For Ethan Wilcox, a linguist at ETH Zurich, the fact that something non-human can generate language presents an interesting opportunity: Could AI language models be used to study how humans learn language?
For example, nativism, an influential theory that can be traced back to the early work of Noam Chomsky, claims that humans learn language quickly and efficiently because they have an innate understanding of how language works. But language models learn language quickly too, and apparently without an innate understanding of how language works – so maybe nativism can't survive.
The challenge is that language learning models are very different from humans. Humans have a rich body, social life, and sensations. We can smell the mulch, feel the feather blades, hit the door, and taste the peppermint. From the start, we are faced with simple words and syntax that are often not represented in writing. So, Dr. Wilcox concluded that a computer that generates language after being trained on trillions of written words can only tell us so much about our own linguistic processes.
But if a language model is exposed only to words young humans encounter, it might interact with language in ways that can answer certain questions we have about our own abilities.
So, along with half a dozen colleagues, Dr. Wilcox, Dr. Mueller, and Dr. Warstadt put together the BabyLM Challenge, to try to push language models a little closer to human understanding. In January, they sent out a call for the team to train a language model with the same number of words a 13-year-old human encounters — roughly 100 million. Aspiring models will be tested on how well they produce and capture the nuances of language, and the winner will be announced.
Eva Portelance, a linguist at McGill University, encountered the challenge on the day of its announcement. His research straddles the often blurred lines between computer science and linguistics. The first forays into AI, in the 1950s, were driven by a desire to model human cognitive capacities on computers; the basic unit of information processing in AI is the “neuron,” and early language models in the 1980s and 90s were directly inspired by the human brain.
But as processors grew more powerful, and companies began working toward marketable products, computer scientists realized that it was often easier to train a language model on large amounts of data than to force it into a psychologically informed structure. As a result, Dr. Portelance said, “they give us human-like text, but there is no connection between us and how it functions.”
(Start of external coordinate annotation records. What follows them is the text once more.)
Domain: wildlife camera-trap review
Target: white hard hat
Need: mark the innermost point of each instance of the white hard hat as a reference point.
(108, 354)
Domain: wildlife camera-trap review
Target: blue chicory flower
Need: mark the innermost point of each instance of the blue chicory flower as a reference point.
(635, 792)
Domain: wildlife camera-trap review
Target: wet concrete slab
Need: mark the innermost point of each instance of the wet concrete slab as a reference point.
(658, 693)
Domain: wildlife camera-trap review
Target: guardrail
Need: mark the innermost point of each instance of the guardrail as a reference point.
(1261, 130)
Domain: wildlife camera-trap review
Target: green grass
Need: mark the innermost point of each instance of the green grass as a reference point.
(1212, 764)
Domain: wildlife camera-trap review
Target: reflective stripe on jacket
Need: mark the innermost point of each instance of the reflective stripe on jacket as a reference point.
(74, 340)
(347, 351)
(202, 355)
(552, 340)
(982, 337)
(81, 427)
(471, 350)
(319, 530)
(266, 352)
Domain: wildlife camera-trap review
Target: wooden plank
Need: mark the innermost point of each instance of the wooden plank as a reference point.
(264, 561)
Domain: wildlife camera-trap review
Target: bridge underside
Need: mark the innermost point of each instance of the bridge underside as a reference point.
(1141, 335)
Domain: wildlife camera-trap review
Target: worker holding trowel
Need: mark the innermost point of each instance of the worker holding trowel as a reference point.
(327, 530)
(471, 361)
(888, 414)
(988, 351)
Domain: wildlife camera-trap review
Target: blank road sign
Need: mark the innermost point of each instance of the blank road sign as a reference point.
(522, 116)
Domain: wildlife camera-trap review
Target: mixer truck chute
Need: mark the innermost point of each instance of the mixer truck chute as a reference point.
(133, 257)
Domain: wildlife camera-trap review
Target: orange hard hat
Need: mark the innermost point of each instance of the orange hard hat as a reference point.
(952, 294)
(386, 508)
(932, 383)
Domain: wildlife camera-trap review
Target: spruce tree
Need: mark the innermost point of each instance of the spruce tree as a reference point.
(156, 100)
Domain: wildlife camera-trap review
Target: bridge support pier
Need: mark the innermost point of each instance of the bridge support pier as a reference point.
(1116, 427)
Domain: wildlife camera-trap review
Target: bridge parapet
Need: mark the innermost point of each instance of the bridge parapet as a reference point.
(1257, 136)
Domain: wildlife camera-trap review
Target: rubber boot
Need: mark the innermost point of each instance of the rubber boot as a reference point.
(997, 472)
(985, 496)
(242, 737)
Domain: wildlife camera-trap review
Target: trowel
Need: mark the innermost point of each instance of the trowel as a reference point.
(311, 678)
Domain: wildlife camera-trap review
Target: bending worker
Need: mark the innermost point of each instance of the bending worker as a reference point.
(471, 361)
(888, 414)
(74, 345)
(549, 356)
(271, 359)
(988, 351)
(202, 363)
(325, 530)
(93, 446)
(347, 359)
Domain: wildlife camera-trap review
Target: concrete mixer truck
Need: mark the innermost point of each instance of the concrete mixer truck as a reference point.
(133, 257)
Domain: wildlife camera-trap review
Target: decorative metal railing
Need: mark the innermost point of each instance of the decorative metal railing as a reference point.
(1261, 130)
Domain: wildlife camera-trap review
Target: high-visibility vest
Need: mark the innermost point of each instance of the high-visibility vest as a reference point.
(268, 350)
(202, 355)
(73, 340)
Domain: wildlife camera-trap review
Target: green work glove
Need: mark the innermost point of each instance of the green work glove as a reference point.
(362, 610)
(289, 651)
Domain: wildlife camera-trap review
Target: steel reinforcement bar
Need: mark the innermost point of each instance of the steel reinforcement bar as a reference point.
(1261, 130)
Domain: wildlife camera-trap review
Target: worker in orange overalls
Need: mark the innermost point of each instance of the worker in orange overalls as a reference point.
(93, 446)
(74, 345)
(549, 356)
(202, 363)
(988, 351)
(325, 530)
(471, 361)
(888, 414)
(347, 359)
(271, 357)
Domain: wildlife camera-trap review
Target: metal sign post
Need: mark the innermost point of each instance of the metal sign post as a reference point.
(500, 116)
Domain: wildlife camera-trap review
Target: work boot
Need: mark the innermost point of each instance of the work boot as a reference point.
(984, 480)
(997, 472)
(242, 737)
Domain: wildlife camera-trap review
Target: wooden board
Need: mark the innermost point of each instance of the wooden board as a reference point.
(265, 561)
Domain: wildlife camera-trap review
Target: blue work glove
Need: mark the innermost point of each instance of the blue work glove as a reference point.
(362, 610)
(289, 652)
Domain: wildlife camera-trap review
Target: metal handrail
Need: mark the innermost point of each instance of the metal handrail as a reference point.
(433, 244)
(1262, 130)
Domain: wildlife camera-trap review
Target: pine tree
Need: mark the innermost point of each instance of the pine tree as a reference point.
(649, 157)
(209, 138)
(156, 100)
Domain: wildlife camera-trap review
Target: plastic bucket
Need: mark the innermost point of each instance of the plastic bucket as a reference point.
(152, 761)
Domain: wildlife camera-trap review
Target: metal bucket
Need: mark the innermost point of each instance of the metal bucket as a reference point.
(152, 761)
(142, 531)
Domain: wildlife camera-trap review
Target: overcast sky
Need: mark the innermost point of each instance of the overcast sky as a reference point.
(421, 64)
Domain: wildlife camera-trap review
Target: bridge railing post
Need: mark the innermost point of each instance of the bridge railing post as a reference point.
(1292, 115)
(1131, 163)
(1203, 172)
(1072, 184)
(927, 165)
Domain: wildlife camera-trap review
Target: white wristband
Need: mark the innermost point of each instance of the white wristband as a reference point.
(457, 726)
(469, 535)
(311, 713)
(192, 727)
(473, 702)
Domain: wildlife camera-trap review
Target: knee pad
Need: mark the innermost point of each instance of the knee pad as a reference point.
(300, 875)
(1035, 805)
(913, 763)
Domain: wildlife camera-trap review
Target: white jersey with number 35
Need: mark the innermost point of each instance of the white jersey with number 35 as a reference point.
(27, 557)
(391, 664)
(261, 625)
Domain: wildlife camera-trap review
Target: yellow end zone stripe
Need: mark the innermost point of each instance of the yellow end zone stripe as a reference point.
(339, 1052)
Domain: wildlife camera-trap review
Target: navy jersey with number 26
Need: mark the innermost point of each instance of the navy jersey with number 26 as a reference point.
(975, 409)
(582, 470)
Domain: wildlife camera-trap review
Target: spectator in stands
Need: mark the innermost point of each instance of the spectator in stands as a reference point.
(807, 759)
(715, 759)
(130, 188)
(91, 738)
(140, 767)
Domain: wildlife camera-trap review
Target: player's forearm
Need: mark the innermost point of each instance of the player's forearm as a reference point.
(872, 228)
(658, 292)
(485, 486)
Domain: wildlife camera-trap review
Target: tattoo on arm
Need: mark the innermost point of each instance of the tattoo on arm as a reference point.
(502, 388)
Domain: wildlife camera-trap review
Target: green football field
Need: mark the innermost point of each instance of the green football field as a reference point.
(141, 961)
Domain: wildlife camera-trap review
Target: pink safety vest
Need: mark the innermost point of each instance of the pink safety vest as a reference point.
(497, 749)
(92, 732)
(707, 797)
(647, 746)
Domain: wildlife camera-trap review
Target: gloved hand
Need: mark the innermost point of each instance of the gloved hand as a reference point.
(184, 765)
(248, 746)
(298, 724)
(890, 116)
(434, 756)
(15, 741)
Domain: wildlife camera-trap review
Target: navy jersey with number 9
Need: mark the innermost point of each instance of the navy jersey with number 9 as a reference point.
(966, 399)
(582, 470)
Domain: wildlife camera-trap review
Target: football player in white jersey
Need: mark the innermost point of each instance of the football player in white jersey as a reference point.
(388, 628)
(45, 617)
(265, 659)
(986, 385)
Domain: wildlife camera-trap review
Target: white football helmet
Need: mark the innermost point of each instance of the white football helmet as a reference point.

For scientists interested in understanding how the human mind works, these grand models offer limited insight. And because they require tremendous processing power, few researchers have access to it. “Only a small number of highly resourced industrial laboratories are capable of training models with billions of parameters in trillions of words,” Dr. said Wilcox.
“Or even load it,” Dr. Mueller added. “This makes research in the field feel a little less democratic these days.”
The BabyLM Challenge, says Dr. Portelance, can be seen as a step away from the arms race for a larger language model, and a step towards a more accessible and more intuitive AI.
The potential of such a research program has not been overlooked by the larger industrial laboratories. Sam Altman, chief executive of OpenAI, said recently that increasing the size of the language model will not yield the same improvements seen over the last few years. And companies like Google and Meta have also invested in research into more efficient language models, which are informed by human cognitive structures. After all, models that can generate language when trained with less data are also potentially scalable.
Whatever advantages a successful BabyLM may have, for those behind the challenge, the goals are more academic and abstract. Even the prizes undermine the practical. “Just pride,” said Dr. Wilcox.